There it was, hanging from the hook on the back of the door. The door had swung back, hiding it. It must have been Philip who put it there. She would just lay it on the bed for a little while, and then, when she was warm, she would hang it up again. As she thought this, Janet Ingoldby’s voice stopped, as if someone had lifted the needle from the surface of a record.
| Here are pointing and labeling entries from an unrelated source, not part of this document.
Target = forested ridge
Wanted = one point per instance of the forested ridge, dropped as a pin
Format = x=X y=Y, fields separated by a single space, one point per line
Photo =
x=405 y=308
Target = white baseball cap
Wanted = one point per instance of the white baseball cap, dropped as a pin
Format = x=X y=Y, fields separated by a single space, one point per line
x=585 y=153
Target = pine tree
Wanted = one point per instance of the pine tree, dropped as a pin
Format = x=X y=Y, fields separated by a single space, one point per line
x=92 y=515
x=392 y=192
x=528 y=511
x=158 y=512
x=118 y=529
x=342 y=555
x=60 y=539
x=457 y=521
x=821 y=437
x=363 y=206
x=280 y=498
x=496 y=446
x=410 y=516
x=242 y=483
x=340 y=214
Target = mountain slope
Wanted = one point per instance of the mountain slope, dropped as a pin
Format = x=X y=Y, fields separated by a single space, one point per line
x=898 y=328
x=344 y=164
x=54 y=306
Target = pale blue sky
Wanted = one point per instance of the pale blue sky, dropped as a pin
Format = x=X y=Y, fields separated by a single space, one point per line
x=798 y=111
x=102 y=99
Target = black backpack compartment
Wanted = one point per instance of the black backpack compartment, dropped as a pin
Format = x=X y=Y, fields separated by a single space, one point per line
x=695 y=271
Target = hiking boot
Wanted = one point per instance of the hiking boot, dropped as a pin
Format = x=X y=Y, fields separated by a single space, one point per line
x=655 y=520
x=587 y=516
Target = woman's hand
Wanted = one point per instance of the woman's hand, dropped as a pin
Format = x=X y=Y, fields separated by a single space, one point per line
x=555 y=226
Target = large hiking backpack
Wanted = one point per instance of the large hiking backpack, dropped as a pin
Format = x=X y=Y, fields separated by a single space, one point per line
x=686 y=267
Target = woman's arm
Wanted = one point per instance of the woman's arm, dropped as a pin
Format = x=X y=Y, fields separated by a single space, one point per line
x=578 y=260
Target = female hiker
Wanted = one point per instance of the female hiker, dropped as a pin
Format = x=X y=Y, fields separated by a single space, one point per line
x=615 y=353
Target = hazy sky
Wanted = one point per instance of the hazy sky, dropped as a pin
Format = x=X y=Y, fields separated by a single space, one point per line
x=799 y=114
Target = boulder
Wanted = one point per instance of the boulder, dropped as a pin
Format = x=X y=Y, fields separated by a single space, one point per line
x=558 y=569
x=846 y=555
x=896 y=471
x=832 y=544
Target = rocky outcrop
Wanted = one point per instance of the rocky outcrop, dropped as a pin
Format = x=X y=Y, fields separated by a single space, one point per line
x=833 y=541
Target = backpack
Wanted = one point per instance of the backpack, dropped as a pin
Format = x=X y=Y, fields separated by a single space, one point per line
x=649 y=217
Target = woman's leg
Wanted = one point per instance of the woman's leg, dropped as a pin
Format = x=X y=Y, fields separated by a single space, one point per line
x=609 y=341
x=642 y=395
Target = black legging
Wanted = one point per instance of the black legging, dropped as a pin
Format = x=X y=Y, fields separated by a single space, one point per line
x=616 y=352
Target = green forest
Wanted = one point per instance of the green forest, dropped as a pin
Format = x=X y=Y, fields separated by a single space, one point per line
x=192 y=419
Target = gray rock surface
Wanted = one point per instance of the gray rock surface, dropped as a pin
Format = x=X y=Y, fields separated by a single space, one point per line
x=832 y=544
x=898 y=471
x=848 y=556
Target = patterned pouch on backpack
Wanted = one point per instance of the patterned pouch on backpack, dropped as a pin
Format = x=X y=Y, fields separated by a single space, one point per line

Isabel dreamed. Alec’s face emerged from the darkness in front of her, and hung there. It was appalling, so disfigured by anguish that she wanted to turn away but could not. His eyes were like caves. She touched his sleeve but he seemed not to feel her hand. She reached up to kiss him and bring him back to her. He turned away. She knew he was thinking of tonight. He was afraid. They’d been coned on the last trip to the big city. He did his stuff and by a miracle he got them away, but that doesn’t happen twice. All those searchlights locked on to you so you could read a bloody book by them while you waited for the shell-burst to blow you out of the sky. Haul the kite into a screaming dive until it sounds as if every rivet is about to burst open. The lights tracking and you pinned against the darkness, spread out, the target for everything. They got out of it that time but it wouldn’t happen again.
‘I know,’ she said over and over, trying to get to where he was, but he said, ‘You don’t,’ and brushed her hand away.